NOT FOR PUBLICATION WITHOUT THE
APPROVAL OF THE APPELLATE DIVISION
This opinion shall not "constitute precedent or be binding upon any court."
Although it is posted on the internet, this opinion is binding only on the
parties in the case and its use in other cases is limited. R.1:36-3.
SUPERIOR COURT OF NEW JERSEY
APPELLATE DIVISION
DOCKET NO. A-1762-15T3
MARIANNE MURPHY,
Plaintiff-Appellant,
v.
RAEANN MARTIN,
Defendant-Respondent.
________________________________
Submitted March 13, 2017 – Decided April 3, 2017
Before Judges Sabatino, Haas and Currier.

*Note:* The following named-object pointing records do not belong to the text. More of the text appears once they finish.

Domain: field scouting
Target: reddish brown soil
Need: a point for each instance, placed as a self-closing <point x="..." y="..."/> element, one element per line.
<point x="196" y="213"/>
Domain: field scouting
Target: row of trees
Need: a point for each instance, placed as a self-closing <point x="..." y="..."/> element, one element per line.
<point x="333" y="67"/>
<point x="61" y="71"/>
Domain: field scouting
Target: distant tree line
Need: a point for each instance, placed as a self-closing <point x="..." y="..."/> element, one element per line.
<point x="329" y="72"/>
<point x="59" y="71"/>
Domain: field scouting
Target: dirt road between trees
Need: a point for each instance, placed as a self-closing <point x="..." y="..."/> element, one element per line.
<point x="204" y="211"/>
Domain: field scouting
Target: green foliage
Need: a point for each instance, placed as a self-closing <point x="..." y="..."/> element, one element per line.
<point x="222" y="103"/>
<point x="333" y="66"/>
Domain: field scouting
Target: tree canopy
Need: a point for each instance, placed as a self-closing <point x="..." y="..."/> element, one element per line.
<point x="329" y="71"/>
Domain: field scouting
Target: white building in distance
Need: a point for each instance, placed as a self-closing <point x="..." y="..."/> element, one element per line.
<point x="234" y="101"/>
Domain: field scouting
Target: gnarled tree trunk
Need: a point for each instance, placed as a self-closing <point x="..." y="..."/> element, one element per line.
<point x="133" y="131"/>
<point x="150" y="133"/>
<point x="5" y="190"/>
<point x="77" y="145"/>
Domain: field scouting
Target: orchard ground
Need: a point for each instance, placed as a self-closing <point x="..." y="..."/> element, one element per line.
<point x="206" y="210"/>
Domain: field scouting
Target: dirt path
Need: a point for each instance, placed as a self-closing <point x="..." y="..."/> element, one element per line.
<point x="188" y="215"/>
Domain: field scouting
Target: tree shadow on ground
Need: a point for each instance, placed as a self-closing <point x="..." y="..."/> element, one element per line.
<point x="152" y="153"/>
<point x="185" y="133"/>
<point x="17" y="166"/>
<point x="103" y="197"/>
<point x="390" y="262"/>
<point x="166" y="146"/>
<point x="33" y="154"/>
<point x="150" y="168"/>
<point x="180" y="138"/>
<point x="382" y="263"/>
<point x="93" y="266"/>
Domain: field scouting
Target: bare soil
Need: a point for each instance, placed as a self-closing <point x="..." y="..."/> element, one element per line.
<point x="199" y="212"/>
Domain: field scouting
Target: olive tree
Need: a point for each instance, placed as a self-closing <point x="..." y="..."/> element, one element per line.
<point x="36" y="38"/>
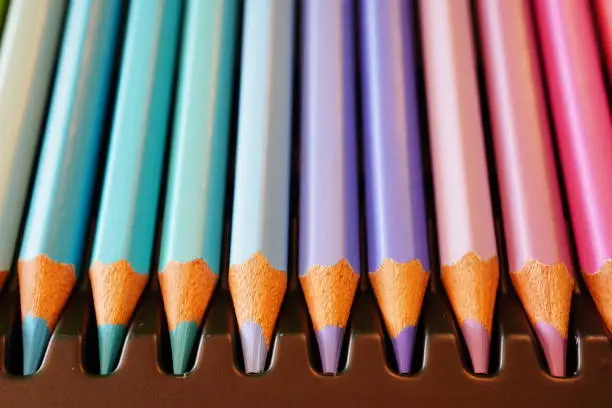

On appeal from Superior Court of New Jersey,
Law Division, Monmouth County, Docket No.
L-0153-12.
Emolo & Collini, attorneys for appellant (John
C. Emolo, on the brief).
John C. Prindiville, attorney for respondent.
PER CURIAM
This appeal arises from a jury's no-cause verdict on claims
brought by plaintiff Marianne Murphy against defendant Raeann
Martin stemming from a roadway encounter. As a result of that
encounter, defendant allegedly injured plaintiff and damaged
plaintiff's car.
Plaintiff sued defendant, claiming negligence, assault, and
battery. Defendant admitted that her vehicle struck plaintiff's
open car door while attempting to leave the scene, but asserted
that her conduct was excusable in light of the volatile situation
and plaintiff's allegedly threatening behavior.
By agreement of the parties, the trial was bifurcated as to
liability and then, if necessary, a damages phase. The liability
phase spanned three days and involved five witnesses.
The sole argument plaintiff raises on appeal is that the
trial court erred and unduly prejudiced her in reading to the
jury, over objection, the generally-disfavored model jury charge
for a "sudden emergency." See Model Jury Charge (Civil), 5:10(g),
"Sudden Emergency." We agree with plaintiff that, in the factual
context of this case, the court issued this jury charge
improvidently. We further agree that the charge had the clear
capacity to skew the jurors' objective assessment of the evidence.
Consequently, we reverse the judgment for defendant and remand for
a new trial.
I.
The principal witnesses in this trial were plaintiff and
defendant. Their testimony diverged considerably about exactly
what occurred on the day of the incident.
2 A-1762-15T3
Plaintiff's Version
According to plaintiff, on June 2, 2010, she planned to go
to the beach in Sandy Hook. She drove her 2001 Chrysler Sebring
convertible east on Route 36 towards Sandy Hook. She had no
passengers in her car.
When plaintiff initially entered Route 36, she drove in the
right lane, but "for whatever reason" moved "eventually" into the
left lane. "Not very long" after changing to the left lane,
plaintiff moved back to the right lane. Before doing so, plaintiff
allegedly "checked all [her] mirrors," "checked that the lane next
to [her] was clear," and "put [her] blinker on[.]" Plaintiff
noticed a car in the right lane as she moved into that lane, but,
by her own estimation, it was "about 10 car lengths back[.]"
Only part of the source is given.